To extend this analysis, we conducted similar assays in HCT116 cells that were transduced with lentiviruses harboring control or TCF3 shRNAs. Two days after delivery of the shRNAs, cells were deprived of serum for 48 hours and then released into the cell cycle with media-containing serum. Using qPCR analysis of cDNAs prepared from these cells, we found that TCF3 depletion increased MYC expression in quiescent cells and in cells as they entered the G1 and S phases of the cell cycle (Fig. 6A). This increase in MYC expression was accompanied by an increase in TCF4 binding to the MYC 3′ WRE at each and every time point examined (Fig. 6B). In addition, TCF3 knock-down increased β-catenin binding to the MYC 3′ WRE throughout the time course (Fig. 6C). These findings suggest that in the absence of TCF3, TCF4/β-catenin complexes inappropriately activate MYC expression through the downstream WRE during G1 and S phase.
As summarized in our model, TCF3 binds the MYC 3′ WRE in quiescent cells to repress MYC expression (Fig. 7). Treating cells with media-containing serum induces an exchange of TCF3 with TCF4/β-catenin transcription complexes to activate expression of MYC. As the cells progress into S phase, TCF3 binding is restored at the MYC 3′ WRE to repress MYC gene expression.
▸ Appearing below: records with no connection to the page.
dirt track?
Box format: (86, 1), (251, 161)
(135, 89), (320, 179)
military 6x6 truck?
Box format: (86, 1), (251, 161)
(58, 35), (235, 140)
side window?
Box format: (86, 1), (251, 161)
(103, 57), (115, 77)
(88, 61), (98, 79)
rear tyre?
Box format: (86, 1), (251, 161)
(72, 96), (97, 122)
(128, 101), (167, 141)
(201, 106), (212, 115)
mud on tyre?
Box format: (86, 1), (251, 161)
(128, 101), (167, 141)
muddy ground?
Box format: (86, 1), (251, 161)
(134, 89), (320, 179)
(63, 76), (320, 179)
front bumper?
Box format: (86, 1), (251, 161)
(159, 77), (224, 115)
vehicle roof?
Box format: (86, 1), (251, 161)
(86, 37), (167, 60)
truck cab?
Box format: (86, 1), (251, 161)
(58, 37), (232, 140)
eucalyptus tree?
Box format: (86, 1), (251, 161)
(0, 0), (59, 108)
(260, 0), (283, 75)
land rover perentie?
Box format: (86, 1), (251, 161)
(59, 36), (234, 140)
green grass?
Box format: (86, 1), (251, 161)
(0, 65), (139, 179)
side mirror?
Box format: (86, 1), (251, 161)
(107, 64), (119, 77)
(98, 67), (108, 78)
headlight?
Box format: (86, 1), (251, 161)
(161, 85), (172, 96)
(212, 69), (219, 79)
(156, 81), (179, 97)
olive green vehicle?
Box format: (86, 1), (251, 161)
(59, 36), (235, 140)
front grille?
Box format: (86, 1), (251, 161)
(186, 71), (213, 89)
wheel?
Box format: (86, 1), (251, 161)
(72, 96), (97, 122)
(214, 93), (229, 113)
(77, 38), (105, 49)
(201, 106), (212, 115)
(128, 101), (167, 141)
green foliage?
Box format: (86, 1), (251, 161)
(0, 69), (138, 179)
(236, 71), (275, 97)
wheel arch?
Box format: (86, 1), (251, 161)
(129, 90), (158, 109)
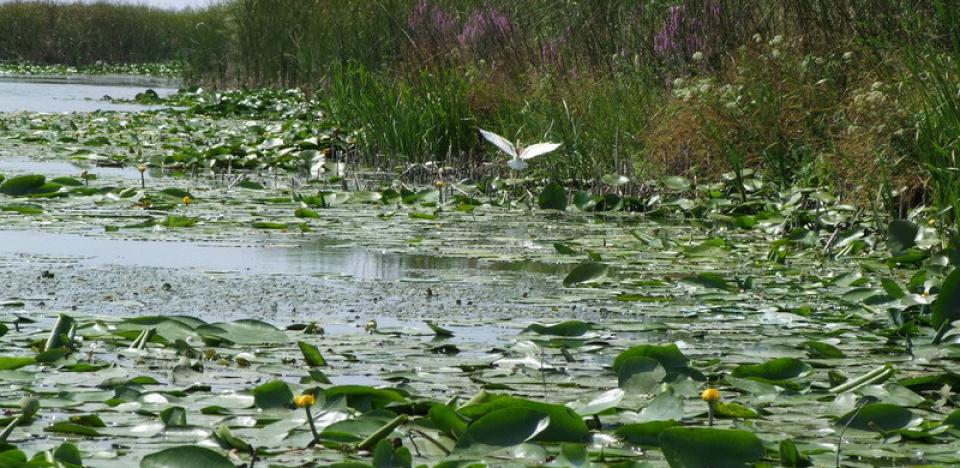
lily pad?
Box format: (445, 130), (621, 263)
(659, 427), (766, 468)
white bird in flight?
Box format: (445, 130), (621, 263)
(480, 128), (560, 171)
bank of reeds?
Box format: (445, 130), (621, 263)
(0, 0), (960, 225)
(0, 0), (214, 65)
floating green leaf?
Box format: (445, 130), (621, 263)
(836, 403), (916, 432)
(297, 341), (327, 367)
(253, 380), (293, 409)
(140, 445), (236, 468)
(659, 427), (766, 468)
(563, 262), (609, 288)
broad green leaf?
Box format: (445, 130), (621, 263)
(455, 407), (550, 452)
(196, 319), (290, 345)
(429, 405), (467, 439)
(659, 427), (766, 468)
(600, 174), (630, 187)
(0, 174), (47, 196)
(563, 262), (609, 288)
(537, 182), (567, 211)
(614, 421), (681, 446)
(836, 403), (917, 432)
(457, 395), (590, 443)
(373, 439), (413, 468)
(931, 267), (960, 330)
(732, 358), (812, 382)
(140, 445), (236, 468)
(613, 343), (690, 374)
(0, 356), (37, 370)
(297, 341), (327, 367)
(887, 219), (920, 256)
(160, 406), (187, 427)
(523, 320), (594, 337)
(253, 380), (293, 409)
(614, 355), (667, 394)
Thus a dynamic exchange of TCF3 and TCF4/β-catenin transcription factor complexes governs MYC expression during the cell cycle.
Discussion
Expression of the MYC proto-oncogene is deregulated in over 50% of all cancers.40 In colorectal cancers, mutations in the Wnt/β-catenin signaling pathway drive oncogenic MYC expression through TCF/β-catenin transcription complexes bound to MYC WREs.25,30,41-44 However, high levels of MYC induce an apoptotic program, which is disadvantageous to tumor growth.45 Thus, a “just right” amount of MYC expression is required to promote colorectal carcinogenesis. Others and we have shown that TCF4/β-catenin complexes bound to proximal and distal MYC WREs induce MYC expression in human CRC cell lines.27,28,30,46 In previous reports, we extensively characterized the MYC 3′ WRE and its role in regulating MYC expression in the human CRC cell line HCT116.28,30 Using this WRE and these cells as a model in this report, we uncovered a critical role for the TCF3 transcription factor in repressing MYC expression. Therefore, our results suggest one mechanism for how oncogenic MYC levels are sustained without inducing apoptosis.
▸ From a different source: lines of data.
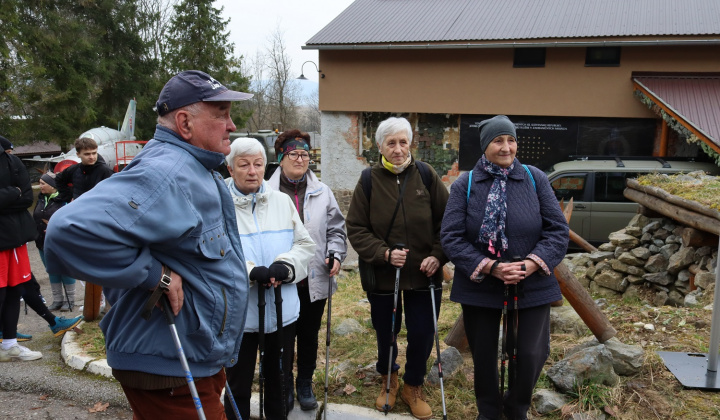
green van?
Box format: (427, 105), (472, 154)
(545, 156), (720, 248)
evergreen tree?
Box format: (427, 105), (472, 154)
(165, 0), (250, 127)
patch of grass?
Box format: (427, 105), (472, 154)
(77, 321), (106, 358)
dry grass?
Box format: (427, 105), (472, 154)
(638, 173), (720, 209)
(80, 272), (720, 420)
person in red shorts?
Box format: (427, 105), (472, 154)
(0, 136), (42, 362)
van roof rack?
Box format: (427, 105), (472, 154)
(569, 155), (695, 168)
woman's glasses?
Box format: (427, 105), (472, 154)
(287, 152), (310, 160)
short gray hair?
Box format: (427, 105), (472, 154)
(375, 117), (412, 149)
(225, 137), (267, 166)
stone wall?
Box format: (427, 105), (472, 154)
(570, 214), (718, 306)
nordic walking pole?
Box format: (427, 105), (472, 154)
(383, 244), (405, 416)
(225, 379), (242, 420)
(500, 285), (510, 407)
(428, 276), (447, 420)
(275, 279), (287, 419)
(160, 293), (205, 420)
(323, 251), (335, 420)
(256, 282), (265, 420)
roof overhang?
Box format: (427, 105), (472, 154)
(632, 73), (720, 154)
(300, 38), (720, 50)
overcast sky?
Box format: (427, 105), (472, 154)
(213, 0), (353, 82)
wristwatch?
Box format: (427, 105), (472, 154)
(158, 264), (172, 291)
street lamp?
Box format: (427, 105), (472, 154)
(297, 61), (325, 80)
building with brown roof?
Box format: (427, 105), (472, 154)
(303, 0), (720, 189)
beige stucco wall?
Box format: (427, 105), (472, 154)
(320, 45), (720, 118)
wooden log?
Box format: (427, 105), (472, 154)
(682, 227), (718, 248)
(625, 178), (720, 220)
(444, 312), (469, 351)
(555, 263), (617, 343)
(83, 281), (102, 321)
(623, 188), (720, 235)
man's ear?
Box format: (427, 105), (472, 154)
(175, 110), (193, 141)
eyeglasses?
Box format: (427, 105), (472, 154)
(287, 152), (310, 160)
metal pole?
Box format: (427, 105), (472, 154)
(160, 293), (205, 420)
(708, 240), (720, 372)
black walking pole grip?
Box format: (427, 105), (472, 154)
(323, 251), (335, 419)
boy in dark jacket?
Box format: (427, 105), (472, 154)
(55, 137), (113, 202)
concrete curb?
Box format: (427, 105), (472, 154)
(60, 321), (413, 420)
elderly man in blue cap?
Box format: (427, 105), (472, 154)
(45, 70), (252, 419)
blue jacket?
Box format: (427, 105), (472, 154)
(440, 159), (568, 309)
(45, 126), (248, 378)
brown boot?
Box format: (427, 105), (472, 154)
(375, 372), (398, 411)
(400, 384), (432, 420)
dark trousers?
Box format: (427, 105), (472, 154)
(368, 288), (442, 386)
(123, 370), (228, 420)
(462, 305), (550, 420)
(290, 283), (327, 379)
(225, 322), (295, 420)
(0, 283), (24, 339)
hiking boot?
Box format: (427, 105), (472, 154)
(297, 378), (317, 411)
(50, 315), (83, 337)
(375, 372), (398, 411)
(0, 344), (42, 362)
(400, 384), (432, 420)
(0, 331), (32, 343)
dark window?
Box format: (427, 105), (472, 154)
(513, 48), (545, 67)
(585, 47), (620, 67)
(550, 173), (587, 202)
(595, 172), (637, 203)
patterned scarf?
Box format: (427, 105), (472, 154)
(478, 155), (514, 257)
(380, 153), (412, 175)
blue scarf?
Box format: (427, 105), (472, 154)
(478, 155), (514, 257)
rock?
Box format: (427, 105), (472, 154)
(625, 275), (645, 290)
(660, 242), (680, 259)
(333, 318), (365, 337)
(628, 214), (650, 231)
(618, 253), (650, 267)
(598, 242), (616, 252)
(593, 270), (628, 293)
(547, 344), (619, 393)
(644, 254), (668, 273)
(653, 291), (668, 306)
(590, 281), (620, 298)
(588, 251), (613, 263)
(609, 230), (640, 249)
(550, 306), (587, 337)
(653, 228), (670, 244)
(643, 220), (662, 233)
(643, 271), (675, 286)
(683, 295), (697, 308)
(630, 246), (650, 260)
(427, 347), (463, 385)
(695, 271), (715, 289)
(532, 389), (570, 414)
(668, 247), (695, 274)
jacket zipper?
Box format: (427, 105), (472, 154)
(218, 287), (227, 337)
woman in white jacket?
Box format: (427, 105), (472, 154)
(225, 137), (315, 420)
(268, 130), (347, 410)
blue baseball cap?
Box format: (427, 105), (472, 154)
(0, 136), (14, 151)
(155, 70), (253, 116)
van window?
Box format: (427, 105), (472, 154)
(594, 172), (637, 203)
(551, 174), (587, 202)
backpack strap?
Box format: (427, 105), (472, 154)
(360, 166), (372, 203)
(523, 164), (537, 192)
(465, 164), (537, 204)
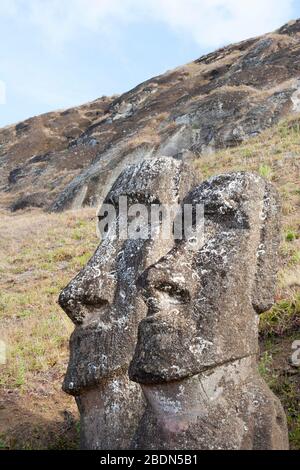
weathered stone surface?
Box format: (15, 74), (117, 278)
(0, 20), (300, 211)
(59, 157), (193, 449)
(129, 173), (288, 449)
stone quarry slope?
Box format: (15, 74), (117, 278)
(0, 20), (300, 211)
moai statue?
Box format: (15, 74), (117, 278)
(59, 157), (193, 449)
(129, 173), (288, 450)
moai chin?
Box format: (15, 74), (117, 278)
(129, 172), (288, 450)
(59, 157), (193, 449)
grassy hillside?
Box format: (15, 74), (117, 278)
(0, 118), (300, 449)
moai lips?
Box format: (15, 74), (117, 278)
(129, 173), (288, 449)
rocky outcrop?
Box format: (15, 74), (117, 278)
(0, 20), (300, 211)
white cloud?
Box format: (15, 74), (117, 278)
(0, 0), (293, 48)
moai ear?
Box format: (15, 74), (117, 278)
(252, 182), (281, 314)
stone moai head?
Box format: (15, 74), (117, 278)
(59, 157), (197, 449)
(129, 173), (288, 450)
(130, 173), (280, 384)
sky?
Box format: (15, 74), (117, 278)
(0, 0), (300, 127)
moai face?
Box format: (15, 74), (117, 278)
(59, 157), (192, 396)
(129, 173), (280, 384)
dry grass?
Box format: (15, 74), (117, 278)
(193, 117), (300, 299)
(0, 209), (98, 449)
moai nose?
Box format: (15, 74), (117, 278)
(58, 266), (116, 325)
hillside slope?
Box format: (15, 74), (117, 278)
(0, 117), (300, 449)
(0, 20), (300, 211)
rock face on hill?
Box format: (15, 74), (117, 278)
(0, 20), (300, 211)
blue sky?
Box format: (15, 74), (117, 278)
(0, 0), (300, 127)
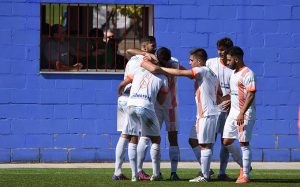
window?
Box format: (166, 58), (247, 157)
(40, 3), (154, 73)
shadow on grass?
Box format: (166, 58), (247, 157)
(251, 179), (300, 184)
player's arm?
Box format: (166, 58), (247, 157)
(236, 91), (255, 125)
(217, 84), (223, 105)
(118, 77), (132, 96)
(156, 87), (168, 105)
(141, 57), (162, 73)
(126, 48), (147, 57)
(179, 65), (186, 70)
(160, 67), (194, 78)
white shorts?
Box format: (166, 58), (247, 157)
(190, 115), (218, 144)
(155, 104), (178, 132)
(122, 106), (160, 136)
(223, 116), (255, 142)
(117, 95), (128, 131)
(216, 112), (228, 137)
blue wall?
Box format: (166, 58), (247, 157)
(0, 0), (300, 162)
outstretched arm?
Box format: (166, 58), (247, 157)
(161, 67), (193, 78)
(126, 48), (146, 56)
(118, 78), (132, 97)
(141, 57), (162, 73)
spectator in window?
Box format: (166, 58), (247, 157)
(83, 28), (107, 69)
(103, 30), (128, 69)
(44, 24), (82, 71)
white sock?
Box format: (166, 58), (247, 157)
(201, 149), (212, 179)
(169, 146), (180, 172)
(137, 137), (150, 171)
(226, 143), (243, 168)
(150, 143), (160, 176)
(128, 143), (137, 176)
(193, 146), (201, 166)
(219, 144), (229, 175)
(241, 145), (252, 178)
(114, 137), (128, 175)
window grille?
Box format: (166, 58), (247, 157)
(40, 3), (154, 73)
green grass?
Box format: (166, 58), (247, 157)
(0, 169), (300, 187)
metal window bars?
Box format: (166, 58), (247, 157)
(40, 3), (154, 73)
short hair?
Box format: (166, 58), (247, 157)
(227, 46), (244, 58)
(141, 36), (156, 44)
(89, 28), (104, 38)
(155, 47), (171, 62)
(217, 37), (233, 49)
(190, 48), (207, 62)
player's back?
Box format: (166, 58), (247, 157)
(192, 67), (219, 117)
(206, 57), (232, 96)
(127, 67), (168, 111)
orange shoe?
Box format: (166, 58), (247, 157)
(236, 168), (244, 181)
(235, 176), (250, 184)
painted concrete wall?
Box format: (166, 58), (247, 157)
(0, 0), (300, 162)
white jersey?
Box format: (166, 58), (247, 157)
(229, 66), (256, 120)
(191, 67), (219, 119)
(206, 57), (233, 96)
(127, 67), (169, 111)
(124, 55), (144, 94)
(157, 57), (179, 109)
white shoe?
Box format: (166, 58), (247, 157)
(189, 176), (208, 182)
(131, 176), (138, 182)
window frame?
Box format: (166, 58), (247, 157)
(39, 2), (154, 74)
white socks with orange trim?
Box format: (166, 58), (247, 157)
(241, 145), (252, 178)
(150, 143), (160, 176)
(169, 146), (180, 172)
(193, 146), (201, 166)
(128, 143), (137, 177)
(114, 137), (128, 175)
(226, 143), (243, 168)
(219, 144), (229, 175)
(137, 136), (150, 171)
(201, 149), (212, 179)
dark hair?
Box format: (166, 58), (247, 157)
(141, 36), (156, 44)
(155, 47), (171, 62)
(190, 48), (207, 62)
(227, 46), (244, 57)
(217, 37), (233, 49)
(89, 28), (104, 38)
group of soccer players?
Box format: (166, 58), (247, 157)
(112, 36), (256, 183)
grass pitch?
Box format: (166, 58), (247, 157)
(0, 169), (300, 187)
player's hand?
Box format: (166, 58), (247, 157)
(236, 113), (244, 126)
(220, 100), (230, 112)
(73, 63), (83, 69)
(145, 53), (158, 64)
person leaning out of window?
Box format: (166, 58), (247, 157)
(44, 24), (82, 71)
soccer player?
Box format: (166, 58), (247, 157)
(119, 58), (168, 181)
(112, 36), (156, 180)
(223, 46), (256, 183)
(161, 48), (221, 182)
(205, 37), (243, 181)
(127, 47), (185, 181)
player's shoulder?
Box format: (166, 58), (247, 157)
(128, 55), (144, 62)
(206, 57), (219, 65)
According to a transcription factor switch model, TCFs function as a platform that bind TLEs to repress target gene expression in the absence of a Wnt signal, and then bind β-catenin to activate target gene expression when the Wnt/β-catenin signaling pathway is engaged.7 Our findings indicate that TCF3 represses MYC, and that under conditions where MYC expression is induced, TCF4/β-catenin complexes displace TCF3. We propose that TCF3 and TCF4 transcription factors compete to bind the MYC 3′ WRE; however, the highly conserved HMG DNA binding domain of TCF family members binds the consensus TCF recognition element with the same relative affinities.47 Moreover, we have shown that these 2 factors are expressed to relatively equivalent levels in asynchronous cells and that nuclear levels of these factors are comparable in synchronous cells (Figs. 1B and 5C). While our ChIP analysis suggests that TCF4 binds the MYC 3′ WRE more strongly than TCF3, differences in the antibodies used for precipitation do not allow a direct comparison of TCF occupancy by ChIP. One potential mechanism that might account for differential binding involves post-translational modification. TCF factors can be acetylated, phosphorylated and sumoylated.47 Additional work is required to determine whether such post-translational modifications account for the differential occupancy of TCF3 and TCF4 at the MYC 3′ WRE.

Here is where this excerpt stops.